The following articles will provide information and practical advice related to the procedure of having a colostomy. The articles will outline the actual process of the operation, the risks involved and the nature of the illnesses such a procedure would benefit. For those who have already undergone a colostomy, the following information will aim to provide relevant information on living with a colostomy and the options available for life in the future.
What is a colostomy?
A colostomy is a relatively common surgical procedure which is carried out in order to alter the route of waste products to a pouch in the abdominal wall, known as a stoma, instead of through the colon. Most commonly, a sack or small pouch is attached to the stoma in order to catch the waste products; these may include stools and other waste products which would usually pass through the colon before being passed out of the rectum and anus.

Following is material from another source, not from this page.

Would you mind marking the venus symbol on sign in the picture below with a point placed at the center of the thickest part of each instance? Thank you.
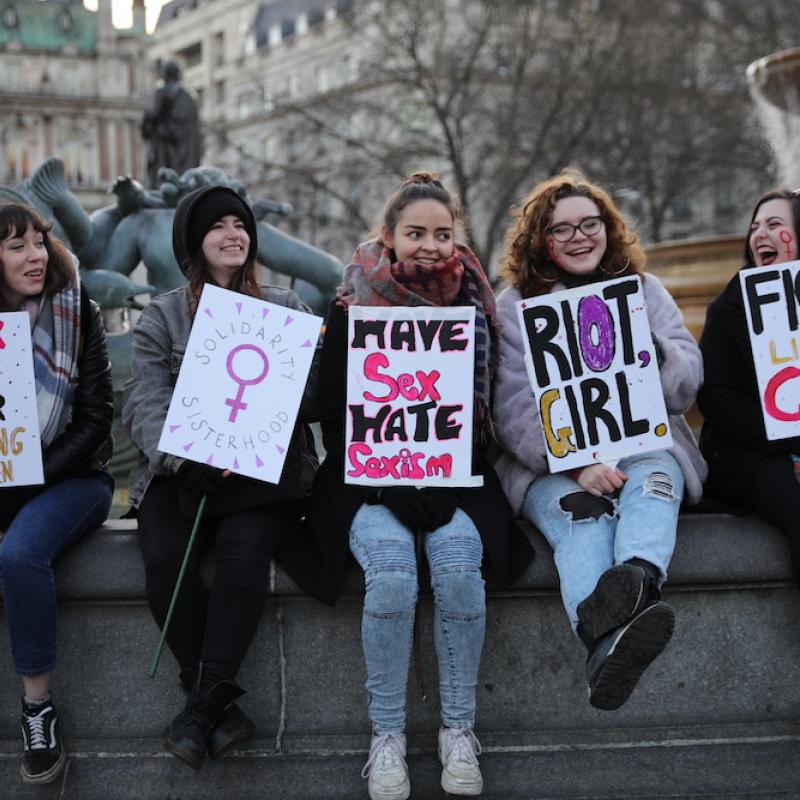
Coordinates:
(236, 403)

The colon is an important component of the digestive process; it is here that the remaining nutrients and water are removed from the liquid remnants of the food that has been partly digested; once this has been done the liquid is solidified and becomes a stool. If the colon is damaged it may be necessary to find an alternative means of carrying out these processes. Parts of the colon may also have to be removed as a result of illnesses such as bowel cancer; if this is the case it may also be necessary to have a colostomy.
The actual procedure involves removing some of the colon; this process is also known as a colectomy. The removal may be carried out by means of an open incision or via keyhole surgery, where a tiny camera is inserted to guide the surgeon. Once the colon or part of the colon has been removed there are two different methods of reattaching the colon to the abdominal wall. A transverse colostomy involves attaching the top of the colon to a stoma in the upper section of the abdominal wall, while a descending colostomy involves attaching the lower section of the colon to the lower portion of the abdominal wall. Usually, transverse colostomies are used as a temporary measure to treat illnesses including bowel cancer and Chron’s disease. Descending colostomies are usually used to treat more complex conditions such as colon cancer.
Types of colostomy
There are two types of colostomy; these are known as temporary and permanent procedures. Temporary colostomies may be carried out following an operation or when a part of the colon has been damaged; this procedure allows the colon time to recover. Permanent colostomies are used when a large portion of the colon has been damaged or removed; commonly this is a result of colon or bowel cancer.
Colostomies are generally carried out under general anaesthetic meaning the patient will feel no sensation of pain during the procedure.